A number of major banks have agreed to multi-billion dollar settlements with state Attorneys General and the U.S. Department of Justice for engaging in predatory lending and other irresponsible practices (such as selling toxic mortgages to unwitting investors, including union pension funds) that crashed the economy and stripped wealth from many families and communities. Although the settlement figures look large, they are pocket change to the huge banks whose current record profits are due in large part to taxpayer bail-outs.

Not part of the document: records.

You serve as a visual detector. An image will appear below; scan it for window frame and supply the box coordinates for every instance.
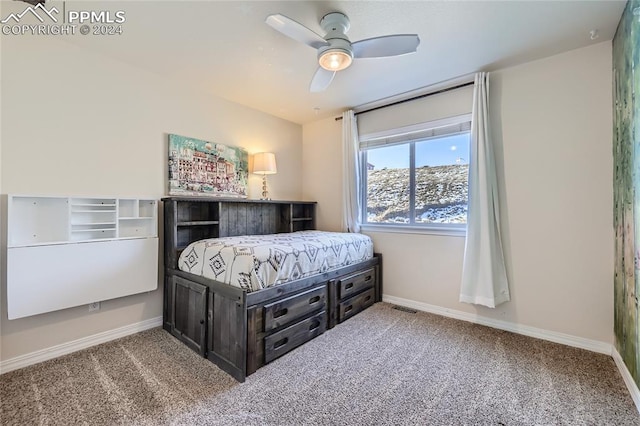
[358,114,471,237]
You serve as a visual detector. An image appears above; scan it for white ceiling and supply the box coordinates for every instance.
[55,0,625,124]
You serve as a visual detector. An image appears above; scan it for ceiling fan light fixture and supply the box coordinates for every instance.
[318,48,353,71]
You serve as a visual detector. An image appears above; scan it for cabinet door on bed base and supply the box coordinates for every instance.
[207,290,247,382]
[165,275,207,356]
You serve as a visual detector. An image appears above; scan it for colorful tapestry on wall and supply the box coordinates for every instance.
[613,0,640,386]
[169,135,249,198]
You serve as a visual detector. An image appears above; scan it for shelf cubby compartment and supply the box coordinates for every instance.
[118,199,138,217]
[138,200,157,218]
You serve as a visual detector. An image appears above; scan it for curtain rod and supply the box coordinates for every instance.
[335,81,475,121]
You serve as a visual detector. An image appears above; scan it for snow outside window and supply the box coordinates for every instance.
[360,115,470,230]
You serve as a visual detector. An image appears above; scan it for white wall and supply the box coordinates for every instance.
[0,36,302,361]
[303,42,613,343]
[302,118,342,231]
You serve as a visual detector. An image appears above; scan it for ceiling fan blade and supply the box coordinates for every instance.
[309,67,336,93]
[264,13,329,49]
[351,34,420,58]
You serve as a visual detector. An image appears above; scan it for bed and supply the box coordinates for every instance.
[162,197,382,381]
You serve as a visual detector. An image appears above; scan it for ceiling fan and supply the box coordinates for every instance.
[265,12,420,92]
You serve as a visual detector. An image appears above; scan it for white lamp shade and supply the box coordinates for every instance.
[253,152,278,175]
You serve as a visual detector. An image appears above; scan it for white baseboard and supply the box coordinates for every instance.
[611,348,640,412]
[0,317,162,374]
[382,294,613,355]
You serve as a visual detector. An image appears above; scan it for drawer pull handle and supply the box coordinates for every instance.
[273,337,289,350]
[273,308,289,318]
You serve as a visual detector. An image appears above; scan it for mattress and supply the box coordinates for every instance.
[178,231,373,292]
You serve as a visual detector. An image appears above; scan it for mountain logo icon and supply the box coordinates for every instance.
[0,3,60,24]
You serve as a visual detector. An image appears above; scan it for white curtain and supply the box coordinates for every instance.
[342,110,360,232]
[460,73,510,308]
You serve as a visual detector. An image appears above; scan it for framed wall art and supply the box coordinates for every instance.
[169,134,249,198]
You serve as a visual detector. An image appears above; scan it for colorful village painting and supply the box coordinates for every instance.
[169,134,249,198]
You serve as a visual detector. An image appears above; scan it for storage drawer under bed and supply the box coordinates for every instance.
[337,268,376,300]
[264,311,327,363]
[338,288,375,322]
[263,284,327,332]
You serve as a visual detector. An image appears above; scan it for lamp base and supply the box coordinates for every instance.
[260,175,271,200]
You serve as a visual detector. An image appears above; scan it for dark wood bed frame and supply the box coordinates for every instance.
[162,197,382,382]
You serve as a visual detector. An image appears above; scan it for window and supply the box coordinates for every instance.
[360,116,471,229]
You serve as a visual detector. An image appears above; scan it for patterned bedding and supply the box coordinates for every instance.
[178,231,373,292]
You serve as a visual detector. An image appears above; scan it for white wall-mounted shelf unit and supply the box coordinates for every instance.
[7,195,158,319]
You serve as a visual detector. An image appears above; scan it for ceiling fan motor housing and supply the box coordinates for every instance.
[318,12,353,70]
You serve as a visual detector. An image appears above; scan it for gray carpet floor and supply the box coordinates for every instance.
[0,303,640,425]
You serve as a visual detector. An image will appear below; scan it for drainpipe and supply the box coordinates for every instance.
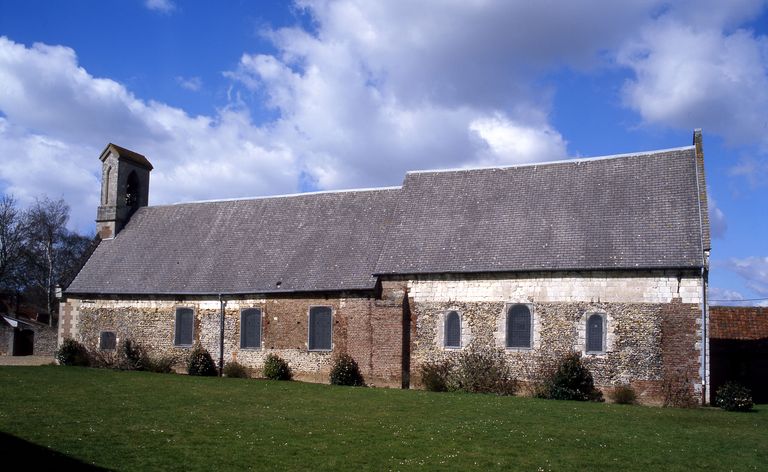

Despite their culpability for the economy’s hard times and widespread suffering, no major bank CEO has paid the price with jail time, as Senator Elizabeth Warren pointedly observed in a recent letter to federal bank regulators.To the contrary, these mega-banks gave outrageous raises and bonuses to their top executives. Last year Goldman Sachs CEO Lloyd Blankfein made $21 million — a 75 percent raise from the previous year. Bank of America CEO Brian Moynihan raked in $8.3 million. Wells Fargo CEO John Stumpf stuffed $22.8 million into his pockets. US Bankcorp handed over $18.2 million to CEO Richard Davis. Citigroup paid CEO Michael Corbat a cushy $12.3 million last year. JPMorganChase CEO Jamie Dimon also took home a cool $18.7 million. Capital One Financial paid its CEO Richard Fairbank $22.6 million.